Question

Limit using L'Hopital's rule . I just want to make sure if my answer is correct or not?

Answer 1

In order to use L'Hopital's rule, it is necessary to rewrite the limit as the quotient of two functions.
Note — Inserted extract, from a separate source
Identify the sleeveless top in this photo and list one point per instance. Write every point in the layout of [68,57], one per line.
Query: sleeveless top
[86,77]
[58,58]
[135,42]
Notice that:

`\begin{gathered} 6x^(\sin (4x))=e^{\ln (6x^(\sin (ex)))^{}} \\ =e^(\sin (4x)\cdot\ln (6x)) \end{gathered}`

Since the exponential function is a continuous function, then:

`\lim _{\text{x}\rightarrow0}e^(\sin (4x)\cdot\ln (6x))=e^{\lim _(x\rightarrow0)\sin (4x)\cdot\ln (6x)}`

Find the following limit using L'Hopital's rule:

`\lim _(x\rightarrow0)\sin (4x)\cdot\ln (6x)`

Write the function as a fraction:

`\lim _(x\rightarrow0)(\ln (6x))/(((1)/(\sin (4x))))`

Use L'Hopital's rule to rewrite the limit as the limit of the quotient of the derivatives:

`\begin{gathered} \lim _(x\rightarrow0)(((1)/(x)))/((-(4\cos(4x))/(\sin^2(4x))))=\lim _(x\rightarrow0)-(\sin ^2(4x))/(4x\cdot\cos (4x)) \\ =\lim _(x\rightarrow0)\sin (4x)\cdot(\sin(4x))/(4x)\cdot(-1)/(\cos (4x)) \\ =\lim _(x\rightarrow0)\sin (4x)\cdot\lim _(x\rightarrow0)(\sin(4x))/(4x)\cdot\lim _(x\rightarrow0)(-1)/(\cos (4x)) \\ =0\cdot1\cdot-1 \\ =0 \end{gathered}`

Therefore:

`\lim _(x\rightarrow0)6x^(\sin (4x))=e^0=1`